While that may not seem like much in state with a $27.5 billion annual budget, collections will have to pick up for the government to raise enough money to fund its spending on obligations such as K-12 schools, roads, prisons and public health care.
“It is very clear right now the state is facing the most significant revenue challenges it has faced since the Great Recession,” said Danny Kanso, a former aide to Lt. Gov. Casey Cagle and a budget analyst with the Georgia Budget & Policy Institute.
A drop in individual income tax collections — down 3.4% in November — accounted for the overall decline for the month.
Gross sales tax collections — the state’s other top source of revenue — were up 4.5% over November 2018, a sign that Georgians are spending more as the economy continues to grow.

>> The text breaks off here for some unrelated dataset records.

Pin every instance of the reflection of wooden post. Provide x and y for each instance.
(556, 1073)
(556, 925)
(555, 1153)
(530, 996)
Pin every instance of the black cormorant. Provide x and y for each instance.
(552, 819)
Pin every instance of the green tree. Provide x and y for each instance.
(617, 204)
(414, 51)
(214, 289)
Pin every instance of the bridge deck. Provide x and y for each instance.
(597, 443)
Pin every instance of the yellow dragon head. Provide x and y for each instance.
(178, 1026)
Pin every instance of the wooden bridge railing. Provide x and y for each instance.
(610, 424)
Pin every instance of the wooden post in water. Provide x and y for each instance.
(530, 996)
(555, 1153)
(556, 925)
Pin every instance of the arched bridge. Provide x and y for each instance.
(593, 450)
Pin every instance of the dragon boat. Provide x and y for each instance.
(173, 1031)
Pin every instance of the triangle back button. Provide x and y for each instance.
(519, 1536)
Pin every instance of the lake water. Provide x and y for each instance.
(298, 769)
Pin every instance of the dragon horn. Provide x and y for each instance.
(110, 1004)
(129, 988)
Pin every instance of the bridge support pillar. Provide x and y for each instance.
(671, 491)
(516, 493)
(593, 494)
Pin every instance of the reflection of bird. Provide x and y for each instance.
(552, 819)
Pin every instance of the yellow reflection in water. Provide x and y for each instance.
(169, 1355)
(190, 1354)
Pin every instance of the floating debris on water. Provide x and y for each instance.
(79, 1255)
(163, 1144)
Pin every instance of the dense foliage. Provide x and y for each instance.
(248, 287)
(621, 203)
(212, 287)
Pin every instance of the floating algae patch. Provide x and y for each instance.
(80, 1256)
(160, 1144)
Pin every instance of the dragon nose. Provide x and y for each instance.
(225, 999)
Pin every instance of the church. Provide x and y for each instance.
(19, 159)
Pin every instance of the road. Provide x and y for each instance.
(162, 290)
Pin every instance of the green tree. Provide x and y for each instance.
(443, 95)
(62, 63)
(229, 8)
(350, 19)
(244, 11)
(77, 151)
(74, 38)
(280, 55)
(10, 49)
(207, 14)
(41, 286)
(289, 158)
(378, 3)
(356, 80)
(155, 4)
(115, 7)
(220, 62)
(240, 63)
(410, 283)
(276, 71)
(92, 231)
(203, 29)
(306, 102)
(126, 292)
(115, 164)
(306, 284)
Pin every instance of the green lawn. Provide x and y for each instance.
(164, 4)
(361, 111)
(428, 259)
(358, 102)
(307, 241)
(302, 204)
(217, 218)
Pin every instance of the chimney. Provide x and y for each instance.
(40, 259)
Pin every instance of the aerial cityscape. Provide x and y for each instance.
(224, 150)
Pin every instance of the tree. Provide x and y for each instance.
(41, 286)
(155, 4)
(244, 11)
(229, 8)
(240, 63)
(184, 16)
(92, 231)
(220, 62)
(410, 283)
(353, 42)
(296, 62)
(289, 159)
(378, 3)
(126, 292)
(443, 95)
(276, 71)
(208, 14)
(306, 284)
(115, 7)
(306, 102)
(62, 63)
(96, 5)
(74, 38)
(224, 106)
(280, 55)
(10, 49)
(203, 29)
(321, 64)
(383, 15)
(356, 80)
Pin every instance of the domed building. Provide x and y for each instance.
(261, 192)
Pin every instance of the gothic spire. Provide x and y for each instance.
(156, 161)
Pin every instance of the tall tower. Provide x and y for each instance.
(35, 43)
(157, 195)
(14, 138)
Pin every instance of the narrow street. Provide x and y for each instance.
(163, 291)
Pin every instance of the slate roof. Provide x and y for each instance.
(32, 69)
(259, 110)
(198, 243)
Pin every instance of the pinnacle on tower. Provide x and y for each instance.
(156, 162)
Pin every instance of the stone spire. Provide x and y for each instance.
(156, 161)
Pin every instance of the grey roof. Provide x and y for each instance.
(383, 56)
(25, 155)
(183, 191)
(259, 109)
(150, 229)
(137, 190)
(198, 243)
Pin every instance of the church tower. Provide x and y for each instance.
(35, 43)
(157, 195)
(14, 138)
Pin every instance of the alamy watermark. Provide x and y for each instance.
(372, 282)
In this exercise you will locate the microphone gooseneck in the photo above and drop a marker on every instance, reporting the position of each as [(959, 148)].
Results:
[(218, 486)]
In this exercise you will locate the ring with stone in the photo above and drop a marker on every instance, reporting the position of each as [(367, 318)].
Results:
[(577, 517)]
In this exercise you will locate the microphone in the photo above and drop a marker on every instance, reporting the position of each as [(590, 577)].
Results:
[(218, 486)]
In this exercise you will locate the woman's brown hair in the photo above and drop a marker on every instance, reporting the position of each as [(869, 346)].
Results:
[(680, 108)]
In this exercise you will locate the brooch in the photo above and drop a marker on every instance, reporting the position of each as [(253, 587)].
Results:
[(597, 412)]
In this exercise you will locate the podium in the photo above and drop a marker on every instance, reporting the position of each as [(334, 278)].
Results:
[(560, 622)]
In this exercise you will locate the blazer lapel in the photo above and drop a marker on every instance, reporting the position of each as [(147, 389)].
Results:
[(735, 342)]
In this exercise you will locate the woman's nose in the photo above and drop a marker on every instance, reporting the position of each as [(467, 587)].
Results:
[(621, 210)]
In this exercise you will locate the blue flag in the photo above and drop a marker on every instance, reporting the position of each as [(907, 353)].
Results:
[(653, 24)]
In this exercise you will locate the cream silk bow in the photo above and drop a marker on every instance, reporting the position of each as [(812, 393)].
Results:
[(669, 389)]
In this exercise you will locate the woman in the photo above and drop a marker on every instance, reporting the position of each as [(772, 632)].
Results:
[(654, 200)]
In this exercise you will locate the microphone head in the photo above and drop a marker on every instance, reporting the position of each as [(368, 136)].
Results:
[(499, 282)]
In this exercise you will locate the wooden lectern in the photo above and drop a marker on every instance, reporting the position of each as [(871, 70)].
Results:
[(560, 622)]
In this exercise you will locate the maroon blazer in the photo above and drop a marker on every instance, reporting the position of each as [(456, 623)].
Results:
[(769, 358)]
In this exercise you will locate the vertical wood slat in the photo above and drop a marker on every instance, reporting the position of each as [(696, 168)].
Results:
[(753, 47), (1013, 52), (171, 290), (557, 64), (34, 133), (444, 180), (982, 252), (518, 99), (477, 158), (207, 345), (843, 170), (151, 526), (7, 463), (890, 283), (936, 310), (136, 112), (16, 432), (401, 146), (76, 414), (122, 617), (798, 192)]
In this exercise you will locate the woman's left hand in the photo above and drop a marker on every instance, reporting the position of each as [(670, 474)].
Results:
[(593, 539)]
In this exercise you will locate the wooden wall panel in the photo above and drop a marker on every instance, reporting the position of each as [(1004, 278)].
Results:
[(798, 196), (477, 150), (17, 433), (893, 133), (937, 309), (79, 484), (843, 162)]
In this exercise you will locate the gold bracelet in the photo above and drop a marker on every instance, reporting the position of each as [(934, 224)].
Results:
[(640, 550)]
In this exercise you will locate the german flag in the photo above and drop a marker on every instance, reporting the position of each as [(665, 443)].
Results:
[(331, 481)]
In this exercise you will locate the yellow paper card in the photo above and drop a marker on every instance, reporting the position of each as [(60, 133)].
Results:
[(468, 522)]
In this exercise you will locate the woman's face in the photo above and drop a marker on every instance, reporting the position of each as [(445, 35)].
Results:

Overall tax collections also declined in October.
Through the state’s budget, taxpayers help educate 2 million children, provide health care to more than 2 million Georgians, build roads and bridges, manage parks, investigate crimes and incarcerate criminals, and regulate insurance firms and utilities along with dozens of professions.
Kemp administration officials have seen several months of slow tax collections since taking office in January.
With that in mind, in May, the administration told state agencies and school districts they wouldn't have to contribute about $200 million into Georgia's massive health insurance program for teachers, state employees and retirees for a month to make sure they didn't run a shortfall.
Kemp this summer ordered agencies to prepare 4% spending cuts this fiscal year and 6% next year, to both prepare in case of a recession and provide money for his priorities, such as teacher pay raises.
While much of Georgia's economy remains strong, the state's fiscal economist told lawmakers in September that there was a 50-50 chance of a mild recession next year.
Kemp’s budget cuts would save about $200 million this year and $300 million next year.
Part of the reason for the slowing of revenue growth was the General Assembly's election-year decision in 2018 to lower the top state income tax rate from 6% to 5.75%. A lower rate means Georgians are paying a smaller percentage of their income in taxes, but it also means the state is taking in less money to pay for services.
The same legislation says lawmakers can vote when they reconvene in January to lower it again to 5.5%.
With the drop in collections, Kanso said, “You are going to have a lot of people say that’s off the table now.”
House Appropriations Chairman Terry England, R-Auburn, said he’s not sure what impact the declining revenues will have on the upcoming tax vote.
“I hate to be the one to say, ‘let’s not cut taxes,’ ” he said.
But England noted that the reason the governor and lawmakers split up the tax cut into two votes was to give them time to see the result of both the first state income tax reduction and the federal tax cut approved by Congress in 2017.
He said Georgia is already one of the lower spending states nationally, and other officials have said the state will have to cut even more spending if the second tax break is approved.
The Atlanta Journal-Constitution has been reporting on the state’s budget problems for months:
- JUNE: The AJC reports that the Kemp administration had state agencies skip a monthly payment into the health care program for employees and retirees to ensure that the fiscal 2019 budget balanced.
- AUGUST: The AJC reports that Gov. Brian Kemp wants agencies to develop plans to cut their fiscal 2020 budgets by 4%and fiscal 2021 budget proposals by 6%.
- SEPTEMBER: At legislative hearings, lawmakers are told the chance of a mild recession is 50-50 next year.
- OCTOBER: The AJC reports that agencies are calling for hundreds of state employees to be laid off, forced to switch jobs, take pay cuts or be furloughed.
- NOVEMBER: The state announces tax collections are down 1.6%for October and off slightly for the fiscal year, a trend one top lawmaker calls "alarming."
- DECEMBER: The state announces tax collections down again in November.